UNESCO araştırmalarına göre yılda basılan kitap sayısı ABD’de 51058, Yunanistan’da 35000 iken ülkemizde ise sadece ve sadece 6101 adettir. 65 milyonluk ülkemizde bütün gazetelerin toplam tirajı 4-5 milyonu geçmez iken 82 milyonluk Almanya’da 51 milyon gazete satılmaktadır. Fransa’da bu oran yüzde 41, İngiltere’de yüzde 44, İsveç’te yüzde 61, Türkiye’de ise sadece yüzde 6’dır. 1984’de yapı­lan bir araştırmaya göre Türkiye’de kişi başına düşen dergi sayısı bir yılda sadece 1.2’dir. Aynı araştırmaya göre bu rakam Japonya’da kişi başına 25 adete ulaşmaktadır.

Bir de kendi kültürümüzün tarihi köklerine inerek kitap anlayışlarını irdeleyelim. Endülüs hükümdarı El-Hakem, kitap satın almak üzere memleketlere tüccarlar göndermekte ve -henüz tanımadıkları kitapları satın alıp Endülüs’e getir­meleri için- tanımadıkları bu tüccarlara bol miktarda para tahsis etmektedir. El-Hakem, Ebü’l- Ferec el-Isfahâni’nin (356/967) Kitab’ül-Ağâni isimli bir kitap yazmakta olduğunu duyduğu zaman, derhal eserin müellifine saf altından 1000 dinar yollayarak kitap piyasaya çıkmadan elde eder. Hafız-ı kütüpler, bir bakıma eski kütüphanelerin ayaklı bilgisayarla­rıdır. Adnan Adıvar da hafız-ı kütüplerden biridir. Dünyaca ünlü şarkiyatçı Prof. Ritter ise, İsmail Saib Efendi için “ilm-i hatifi” (ilmin gaibden söyleneni) adını kullanmıştır. Harunü’­r­-Reşid Ankara’yı zaptettiği zaman, Me’mun ise Bizans İm­paratoru III.Michel’e karşı zafer kazandığında, savaş tazmi­natı olarak eski el yazmalarını istemişlerdir. İbn-i Teymiye, beline kadar uzanan örgülü saçları ile her gece kitap oku­maya başlamadan önce, saç örgüsünün bir ucunu arkasında bulunan duvardaki çiviye asıyordu. Böylece kitap okurken uyuyup başı önüne düşerse arkadan gerilen saçları canını acıtarak uyanmasına sebep oluyordu; sabahlara kadar kitap okunmaya çalışıyordu. Sekiz yıllık kısacık saltanatına kıtalar fethini sığdıran koca sultan Yavuz Selim, develere yüklettiği kütüphanesini bir an olsun yanından ayırmamış ve şehzade­lik döneminde üç saate indirdiği uykusuyla günde sekiz saa­tini kitap okumaya vermiştir.
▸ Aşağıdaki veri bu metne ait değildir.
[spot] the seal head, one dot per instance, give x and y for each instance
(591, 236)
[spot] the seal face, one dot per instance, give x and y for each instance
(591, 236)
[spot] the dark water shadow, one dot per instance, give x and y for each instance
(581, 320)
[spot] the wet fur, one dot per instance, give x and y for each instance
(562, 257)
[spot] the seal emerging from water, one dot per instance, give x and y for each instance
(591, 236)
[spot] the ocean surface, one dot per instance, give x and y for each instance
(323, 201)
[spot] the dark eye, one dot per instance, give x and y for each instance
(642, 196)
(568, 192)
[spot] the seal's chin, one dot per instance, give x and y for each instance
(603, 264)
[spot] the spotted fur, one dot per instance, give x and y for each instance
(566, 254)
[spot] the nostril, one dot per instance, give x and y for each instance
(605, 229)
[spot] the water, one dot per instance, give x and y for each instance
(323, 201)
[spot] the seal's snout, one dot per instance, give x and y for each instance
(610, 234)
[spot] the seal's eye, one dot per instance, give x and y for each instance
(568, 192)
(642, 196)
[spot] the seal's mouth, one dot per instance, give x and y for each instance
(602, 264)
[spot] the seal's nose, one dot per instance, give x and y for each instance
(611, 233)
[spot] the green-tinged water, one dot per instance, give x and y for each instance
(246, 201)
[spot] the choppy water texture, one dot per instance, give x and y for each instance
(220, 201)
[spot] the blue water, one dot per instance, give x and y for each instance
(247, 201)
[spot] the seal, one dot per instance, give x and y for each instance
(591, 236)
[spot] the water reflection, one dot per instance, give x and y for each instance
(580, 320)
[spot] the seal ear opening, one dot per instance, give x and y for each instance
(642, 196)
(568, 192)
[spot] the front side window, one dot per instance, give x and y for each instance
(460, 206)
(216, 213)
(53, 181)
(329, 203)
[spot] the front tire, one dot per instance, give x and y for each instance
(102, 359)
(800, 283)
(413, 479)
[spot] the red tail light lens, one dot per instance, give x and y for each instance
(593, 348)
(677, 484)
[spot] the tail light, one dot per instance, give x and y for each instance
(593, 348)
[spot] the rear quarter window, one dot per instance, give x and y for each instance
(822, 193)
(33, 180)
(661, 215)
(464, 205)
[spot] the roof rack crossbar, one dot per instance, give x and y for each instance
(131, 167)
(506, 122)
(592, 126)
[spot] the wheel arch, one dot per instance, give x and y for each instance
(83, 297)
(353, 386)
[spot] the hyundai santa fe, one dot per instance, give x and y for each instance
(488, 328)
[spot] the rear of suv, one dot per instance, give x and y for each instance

Kitabın, sahibi üzerinde hakları vardır. Bunlar: sevgi, alâka ve nazardır. Kitapları, size buğz etmeyecekleri kadar sık aralıklarla ziyaret etmeyi, hatırlarını almayı, okşamayı ihmal etmeyiniz ki bu vecibenin efdali okumak, satır arala­rında başka dünyalara açılan dehlizleri keşfetmektir. Kitap ve kitap okuma üzerine dilimize birçok deyim yerleşmiştir. Kitap kurdu, kitap meraklısı, kitapsever, kitap delisi, kitap aşığı, kitap hastası. Ayrıca yabancı dillerde bibliyoman kavramı vardır. Kitap hastası, kitaplara hastalık derecesinde ilgi du­yan kişi demektir. Daha açık bir ifade ile kitap delisi. Os­manlı kültüründeki karşılığı; “mecanin-i kütüb”dür, günü­müzde kullanılan karşılığı bibliyofil, bizdeki karşılığı ise “muhibban-ı kü­tüb” yani kitapseverdir. Bir kitapseverin ajandasında kitap okumayla ilgili şu notlara rastlarız. “Kitap okunurken 180 de­rece açılmak için zorlanmamalı, yaymak için bastırılmama­lıdır. Rahlelerin bu maksada ne denli uygun olduğunu ha­tırlamak gerekir. Sayfalar sağ üst köşeden baş parmak ha­fifçe itilerek ve işaret parmağı sıkıştırılarak açılma­lıdır. Par­mak kesinlikle ıslatılmamalıdır. Kitap sayfa aralarına kalem ve başka cisimler konularak kapatılmamalıdır.